82-Year-Old Farmer Rejects $26 Million Offer to Convert Part of Their Farm Into a Data Center Despite the Offer Being About 10 Times the Going Rate for Farmland in the Area

A Northern Kentucky woman and her mother have declined a $26 million offer to sell part of their farmland, saying they do not want it developed into a data center.

Delsia Bare and her mother, Ida Huddleston, own about 1,200 acres of farmland outside Maysville. Last April, an unnamed company approached them about purchasing roughly half the property for a planned facility, offering roughly ten times the local market value, according to WKRC Local 12.

“Stay and hold and feed a nation,” Bare said. “$26 million doesn’t mean anything.” She said the family has farmed the land for generations. “My grandfather and great-grandfather and a whole bunch of family have all lived here for years, paid taxes on it, fed a nation off of it. Even raised wheat through the Depression and kept bread lines up in the United States of America when people didn’t have anything else,” she said.

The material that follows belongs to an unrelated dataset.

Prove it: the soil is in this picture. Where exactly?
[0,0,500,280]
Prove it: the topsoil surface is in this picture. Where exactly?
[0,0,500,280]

Bare said she is among dozens of landowners approached by the anonymous buyer, described as a major artificial intelligence company. Land in Mason County is valued at about $6,000 per acre, while the offer she received was roughly ten times that amount, according to New York Post.

Huddleston, 82, said she has no interest in selling. “They call us old stupid farmers, you know, but we’re not,” she said. “We know whenever our food is disappearing, our lands are disappearing, and we don’t have any water—and that poison. Well, we know we’ve had it.”

She rejected claims that the project would bring economic benefits. “I say they’re a liar, and the truth isn’t in them. That’s what I say. It’s a scam,” she said.

Bare compared her attachment to the land to the character Scarlett O’Hara in Gone With the Wind. “As long as I’m on this land—as long as it’s feeding me—as long as it’s taking care of me—there’s nothing that can destroy me if I’ve got this land,” she said.

Despite their refusal, Bare said the company revised its plans using land from other owners who agreed to sell, meaning the data center could still be built nearby. Zoning requests have been filed to rezone nearly 28 agricultural parcels totaling more than 2,000 acres near Big Pond Pike, Germantown Road, and Valley Pike Road. Public meetings on the proposal are scheduled for March 25 and 26 at the Maysville Community and Technical College Fields Auditorium, according to local authorities.

Economic development officials said the project could create hundreds of construction and full-time jobs in the county. Tyler McHugh, director of the Maysville-Mason County Industrial Development Authority, said the data center could become one of the region’s largest employers, with around 400 permanent positions and more than 1,500 construction jobs, according to LEX 18.

Similar developments have emerged nationally as tech companies expand data center operations in rural areas. Last week, Amazon Data Services purchased the Virginia Science and Technology Campus from George Washington University to convert it into a data center. Microsoft has also planned 15 data centers in Mount Pleasant, Wisconsin, after acquiring land there in 2024, according to the Biz Times.